Coast Guard Cutter James Rankin sets historic buoy in Patapsco River near Dundalk, Md.

BALTIMORE — The Coast Guard set the historic Francis Scott Key buoy in the Patapsco River near the Francis Scott Key Bridge to kick off the bicentennial celebration of the War of 1812, Friday.

The crew of the Coast Guard Cutter James Rankin, a 175-foot buoy tender homeported at the Coast Guard Yard in Curtis Bay, Md., set the buoy that marks the spot where the ship carrying Francis Scott Key, the author of “The Star-Spangled Banner,” was anchored during the bombardment of Fort McHenry during the War of 1812.

Each year the buoy is set in the spring to mark the historic location of the event, and it is removed in the fall.

“Placing the Francis Scott Key buoy symbolizes the Coast Guard’s dedication to maritime safety and servicing aids to navigation in the Port of Baltimore,” said Cmdr.
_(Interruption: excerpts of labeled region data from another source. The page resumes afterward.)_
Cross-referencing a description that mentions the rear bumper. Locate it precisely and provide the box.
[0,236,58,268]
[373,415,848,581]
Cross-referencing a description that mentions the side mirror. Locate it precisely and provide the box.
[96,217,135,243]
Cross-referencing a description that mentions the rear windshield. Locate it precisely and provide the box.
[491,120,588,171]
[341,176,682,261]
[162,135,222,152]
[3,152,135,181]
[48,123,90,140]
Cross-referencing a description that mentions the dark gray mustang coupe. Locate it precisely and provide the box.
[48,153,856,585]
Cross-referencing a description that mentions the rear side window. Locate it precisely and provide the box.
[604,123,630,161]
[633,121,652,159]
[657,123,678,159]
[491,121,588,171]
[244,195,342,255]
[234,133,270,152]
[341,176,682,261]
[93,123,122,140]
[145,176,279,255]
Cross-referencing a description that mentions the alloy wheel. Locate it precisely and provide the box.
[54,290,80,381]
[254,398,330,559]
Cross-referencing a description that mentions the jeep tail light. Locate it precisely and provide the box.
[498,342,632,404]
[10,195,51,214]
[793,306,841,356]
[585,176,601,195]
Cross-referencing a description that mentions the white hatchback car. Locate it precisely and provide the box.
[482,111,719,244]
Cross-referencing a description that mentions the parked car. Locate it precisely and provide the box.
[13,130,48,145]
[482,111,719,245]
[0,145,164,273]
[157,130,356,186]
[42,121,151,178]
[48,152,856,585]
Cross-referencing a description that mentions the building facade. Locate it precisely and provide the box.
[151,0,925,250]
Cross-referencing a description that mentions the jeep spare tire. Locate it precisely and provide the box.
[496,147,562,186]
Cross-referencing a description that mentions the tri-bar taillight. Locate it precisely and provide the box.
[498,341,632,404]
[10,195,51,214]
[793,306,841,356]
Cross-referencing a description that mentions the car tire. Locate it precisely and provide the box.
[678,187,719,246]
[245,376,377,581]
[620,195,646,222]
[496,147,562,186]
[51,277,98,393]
John Burns, a member of Coast Guard Sector Baltimore. “For more than 200 years, the Coast Guard has a long and rich military history providing security and facilitating American prosperity through maritime commerce. I cannot think of a more fitting way to kick-off Baltimore’s celebration of the commemoration of the War of 1812, the Star-Spangled Sailabration, than with the re-establishment of the Francis Scott Key buoy.”